Vincenzo Colle, Mohamed Sana, Nicola Piovesan, Antonio De Domenico, Fadhel Ayed, Merouane Debbah

2025-06-15

TeleMath: A Benchmark for Large Language Models in Telecom Mathematical
  Problem Solving

Summary

This paper talks about TeleMath, a new test designed to check how well large language models can solve math problems specifically related to telecommunications. It shows that models made especially for math reasoning do better on these telecom problems than general models that handle a wide range of tasks.

What's the problem?

The problem is that large language models often struggle with specialized math problems in areas like telecommunications because these problems need specific kinds of knowledge and reasoning. General-purpose models aren’t trained deeply on such focused topics, so they don’t perform as well on telecom math tasks.

What's the solution?

The solution was to create TeleMath, a benchmark dataset full of telecom-related math problems that can be used to evaluate how well different language models solve these problems.
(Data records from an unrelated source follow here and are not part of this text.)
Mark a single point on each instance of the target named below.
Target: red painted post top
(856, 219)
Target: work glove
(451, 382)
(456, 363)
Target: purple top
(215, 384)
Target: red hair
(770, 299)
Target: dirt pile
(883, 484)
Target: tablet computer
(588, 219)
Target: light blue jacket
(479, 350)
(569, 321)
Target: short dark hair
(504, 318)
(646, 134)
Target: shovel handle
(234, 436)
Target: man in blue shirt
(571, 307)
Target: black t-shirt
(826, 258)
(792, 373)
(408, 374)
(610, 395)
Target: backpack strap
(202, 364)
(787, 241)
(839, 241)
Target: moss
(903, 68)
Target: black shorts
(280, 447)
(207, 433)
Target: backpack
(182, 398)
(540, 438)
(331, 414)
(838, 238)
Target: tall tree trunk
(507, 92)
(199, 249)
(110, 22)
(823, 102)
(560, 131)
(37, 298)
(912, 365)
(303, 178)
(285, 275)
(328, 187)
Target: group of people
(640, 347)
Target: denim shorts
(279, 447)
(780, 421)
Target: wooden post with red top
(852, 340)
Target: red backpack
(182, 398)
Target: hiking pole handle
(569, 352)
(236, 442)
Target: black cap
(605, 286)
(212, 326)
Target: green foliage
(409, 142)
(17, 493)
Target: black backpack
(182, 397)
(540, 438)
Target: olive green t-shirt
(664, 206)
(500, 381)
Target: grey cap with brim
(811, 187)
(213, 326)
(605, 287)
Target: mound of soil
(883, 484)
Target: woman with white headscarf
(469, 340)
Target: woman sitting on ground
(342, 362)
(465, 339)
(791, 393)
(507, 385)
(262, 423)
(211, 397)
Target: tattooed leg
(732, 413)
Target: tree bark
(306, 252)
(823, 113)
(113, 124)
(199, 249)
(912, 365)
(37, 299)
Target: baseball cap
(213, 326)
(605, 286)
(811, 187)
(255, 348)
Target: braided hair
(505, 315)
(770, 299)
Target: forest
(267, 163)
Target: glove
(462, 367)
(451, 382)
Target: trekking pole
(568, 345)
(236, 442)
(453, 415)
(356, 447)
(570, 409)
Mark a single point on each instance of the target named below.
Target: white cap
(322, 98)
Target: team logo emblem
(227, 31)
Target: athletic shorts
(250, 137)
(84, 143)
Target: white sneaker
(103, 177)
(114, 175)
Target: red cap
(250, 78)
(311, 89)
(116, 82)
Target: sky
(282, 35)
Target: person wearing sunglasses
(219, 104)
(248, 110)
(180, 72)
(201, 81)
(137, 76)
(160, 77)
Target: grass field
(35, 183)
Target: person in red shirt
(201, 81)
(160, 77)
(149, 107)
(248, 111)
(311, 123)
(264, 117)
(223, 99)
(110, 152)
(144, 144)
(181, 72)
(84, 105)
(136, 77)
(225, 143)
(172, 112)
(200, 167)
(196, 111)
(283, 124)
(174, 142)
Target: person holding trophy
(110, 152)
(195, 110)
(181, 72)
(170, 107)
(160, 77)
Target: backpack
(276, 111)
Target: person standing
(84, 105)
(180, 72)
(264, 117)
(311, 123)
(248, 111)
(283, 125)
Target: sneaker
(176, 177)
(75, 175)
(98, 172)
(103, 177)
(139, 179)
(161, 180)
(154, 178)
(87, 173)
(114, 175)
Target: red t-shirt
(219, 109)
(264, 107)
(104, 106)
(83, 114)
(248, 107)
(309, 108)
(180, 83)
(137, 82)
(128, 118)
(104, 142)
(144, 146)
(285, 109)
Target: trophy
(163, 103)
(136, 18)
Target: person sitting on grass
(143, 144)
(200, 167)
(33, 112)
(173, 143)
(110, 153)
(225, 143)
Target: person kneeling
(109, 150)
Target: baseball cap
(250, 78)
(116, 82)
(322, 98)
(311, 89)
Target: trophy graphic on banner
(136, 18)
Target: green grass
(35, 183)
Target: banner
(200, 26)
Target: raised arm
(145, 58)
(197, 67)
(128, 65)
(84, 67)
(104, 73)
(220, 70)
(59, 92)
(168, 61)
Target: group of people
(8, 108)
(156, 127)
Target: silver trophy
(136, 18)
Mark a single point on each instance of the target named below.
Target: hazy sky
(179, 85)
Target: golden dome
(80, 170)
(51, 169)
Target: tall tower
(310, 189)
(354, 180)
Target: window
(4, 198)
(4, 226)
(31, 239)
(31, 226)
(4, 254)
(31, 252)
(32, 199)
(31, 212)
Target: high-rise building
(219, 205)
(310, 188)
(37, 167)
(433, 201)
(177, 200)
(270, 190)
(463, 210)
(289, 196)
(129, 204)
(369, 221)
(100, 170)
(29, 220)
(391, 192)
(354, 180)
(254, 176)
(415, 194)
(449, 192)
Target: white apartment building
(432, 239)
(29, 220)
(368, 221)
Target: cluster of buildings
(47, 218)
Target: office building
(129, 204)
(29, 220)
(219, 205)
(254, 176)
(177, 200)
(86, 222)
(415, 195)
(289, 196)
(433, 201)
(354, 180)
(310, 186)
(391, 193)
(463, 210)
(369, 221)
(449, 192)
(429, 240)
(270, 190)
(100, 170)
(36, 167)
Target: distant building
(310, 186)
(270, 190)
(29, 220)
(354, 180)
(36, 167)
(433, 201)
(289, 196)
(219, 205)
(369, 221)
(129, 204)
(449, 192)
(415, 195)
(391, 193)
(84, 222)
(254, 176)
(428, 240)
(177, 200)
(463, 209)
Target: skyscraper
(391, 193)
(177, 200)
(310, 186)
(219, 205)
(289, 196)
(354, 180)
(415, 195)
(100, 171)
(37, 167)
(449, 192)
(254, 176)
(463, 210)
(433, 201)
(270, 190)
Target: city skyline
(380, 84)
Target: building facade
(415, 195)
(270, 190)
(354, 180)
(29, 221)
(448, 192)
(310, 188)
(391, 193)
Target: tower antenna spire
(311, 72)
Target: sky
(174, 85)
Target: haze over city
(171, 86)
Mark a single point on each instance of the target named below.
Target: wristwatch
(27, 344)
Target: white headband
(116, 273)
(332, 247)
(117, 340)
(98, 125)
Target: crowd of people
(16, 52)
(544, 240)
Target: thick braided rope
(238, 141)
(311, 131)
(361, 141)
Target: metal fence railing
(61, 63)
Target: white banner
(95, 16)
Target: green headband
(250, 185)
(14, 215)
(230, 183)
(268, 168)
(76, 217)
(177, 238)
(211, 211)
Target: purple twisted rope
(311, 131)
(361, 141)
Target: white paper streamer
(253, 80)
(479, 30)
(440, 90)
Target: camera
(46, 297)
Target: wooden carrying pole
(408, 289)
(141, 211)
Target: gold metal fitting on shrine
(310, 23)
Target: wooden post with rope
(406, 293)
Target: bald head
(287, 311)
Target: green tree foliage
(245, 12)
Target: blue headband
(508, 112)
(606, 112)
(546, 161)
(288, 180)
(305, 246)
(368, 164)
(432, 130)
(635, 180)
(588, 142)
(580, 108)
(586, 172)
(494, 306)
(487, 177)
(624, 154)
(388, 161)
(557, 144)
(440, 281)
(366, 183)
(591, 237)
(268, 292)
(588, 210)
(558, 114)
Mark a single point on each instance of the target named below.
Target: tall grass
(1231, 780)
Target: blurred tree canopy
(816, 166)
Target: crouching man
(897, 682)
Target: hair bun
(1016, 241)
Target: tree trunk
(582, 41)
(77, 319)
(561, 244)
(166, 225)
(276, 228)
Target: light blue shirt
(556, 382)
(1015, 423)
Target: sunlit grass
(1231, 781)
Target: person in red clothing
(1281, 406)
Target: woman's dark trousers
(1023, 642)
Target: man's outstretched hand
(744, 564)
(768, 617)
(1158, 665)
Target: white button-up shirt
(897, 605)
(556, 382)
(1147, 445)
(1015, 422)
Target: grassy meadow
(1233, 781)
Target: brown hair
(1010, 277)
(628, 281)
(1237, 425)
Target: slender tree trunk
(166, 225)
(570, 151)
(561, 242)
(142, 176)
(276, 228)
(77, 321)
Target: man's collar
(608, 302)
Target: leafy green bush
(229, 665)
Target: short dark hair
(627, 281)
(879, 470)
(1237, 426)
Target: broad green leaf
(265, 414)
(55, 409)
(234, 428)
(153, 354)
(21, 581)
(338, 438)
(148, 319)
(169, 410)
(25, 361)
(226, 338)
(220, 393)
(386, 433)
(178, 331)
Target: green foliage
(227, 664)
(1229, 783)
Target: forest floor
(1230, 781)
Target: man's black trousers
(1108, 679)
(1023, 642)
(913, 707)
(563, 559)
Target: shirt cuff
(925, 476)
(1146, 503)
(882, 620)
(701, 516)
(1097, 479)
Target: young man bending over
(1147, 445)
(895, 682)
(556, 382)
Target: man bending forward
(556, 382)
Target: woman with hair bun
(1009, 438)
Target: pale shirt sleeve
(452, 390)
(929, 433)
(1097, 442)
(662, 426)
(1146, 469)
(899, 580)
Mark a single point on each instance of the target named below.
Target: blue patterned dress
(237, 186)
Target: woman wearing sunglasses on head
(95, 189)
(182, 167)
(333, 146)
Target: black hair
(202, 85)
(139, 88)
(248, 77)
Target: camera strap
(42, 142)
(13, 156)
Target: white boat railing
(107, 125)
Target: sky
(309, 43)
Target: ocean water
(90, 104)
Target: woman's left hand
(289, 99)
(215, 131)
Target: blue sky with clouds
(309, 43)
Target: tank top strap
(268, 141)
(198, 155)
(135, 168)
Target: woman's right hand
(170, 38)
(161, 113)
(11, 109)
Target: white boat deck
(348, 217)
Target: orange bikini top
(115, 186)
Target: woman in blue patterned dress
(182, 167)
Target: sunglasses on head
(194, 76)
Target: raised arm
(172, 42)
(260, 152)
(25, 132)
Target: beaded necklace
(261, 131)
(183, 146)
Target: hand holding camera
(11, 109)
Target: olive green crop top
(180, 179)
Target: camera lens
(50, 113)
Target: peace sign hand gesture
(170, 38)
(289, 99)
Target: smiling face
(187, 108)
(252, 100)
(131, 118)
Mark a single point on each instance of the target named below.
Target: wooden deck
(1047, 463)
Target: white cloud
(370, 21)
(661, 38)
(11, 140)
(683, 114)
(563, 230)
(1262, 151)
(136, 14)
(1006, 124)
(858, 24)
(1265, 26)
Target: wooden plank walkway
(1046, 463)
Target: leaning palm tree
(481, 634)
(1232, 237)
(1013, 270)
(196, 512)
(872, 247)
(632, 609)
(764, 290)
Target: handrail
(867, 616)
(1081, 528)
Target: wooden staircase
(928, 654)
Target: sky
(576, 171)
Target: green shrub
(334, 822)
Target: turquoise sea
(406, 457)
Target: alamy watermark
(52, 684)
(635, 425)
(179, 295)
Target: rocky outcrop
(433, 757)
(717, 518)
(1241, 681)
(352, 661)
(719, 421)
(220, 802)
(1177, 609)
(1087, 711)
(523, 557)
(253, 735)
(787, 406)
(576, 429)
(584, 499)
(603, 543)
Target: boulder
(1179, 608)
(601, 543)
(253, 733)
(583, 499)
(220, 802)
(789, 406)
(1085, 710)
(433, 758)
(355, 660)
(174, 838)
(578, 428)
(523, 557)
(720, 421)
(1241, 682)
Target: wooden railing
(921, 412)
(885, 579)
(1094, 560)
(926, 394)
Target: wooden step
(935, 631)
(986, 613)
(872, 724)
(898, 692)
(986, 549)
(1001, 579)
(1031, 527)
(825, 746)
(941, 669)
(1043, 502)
The paper tested various models and found that those designed with strong math reasoning skills perform better on these telecom problems than the models used for general tasks.

Why it matters?

This matters because telecommunications is a complex field that relies on accurate math problem solving, and having AI models better at handling these challenges can help improve technologies like network design and signal processing. TeleMath helps researchers understand which AI models are best for telecom math problems and pushes development of smarter, more specialized AI tools.

Abstract

A benchmark dataset called TeleMath evaluates Large Language Models in domain-specific mathematical problems within telecommunications, showing that models designed for mathematical reasoning perform better than general-purpose models.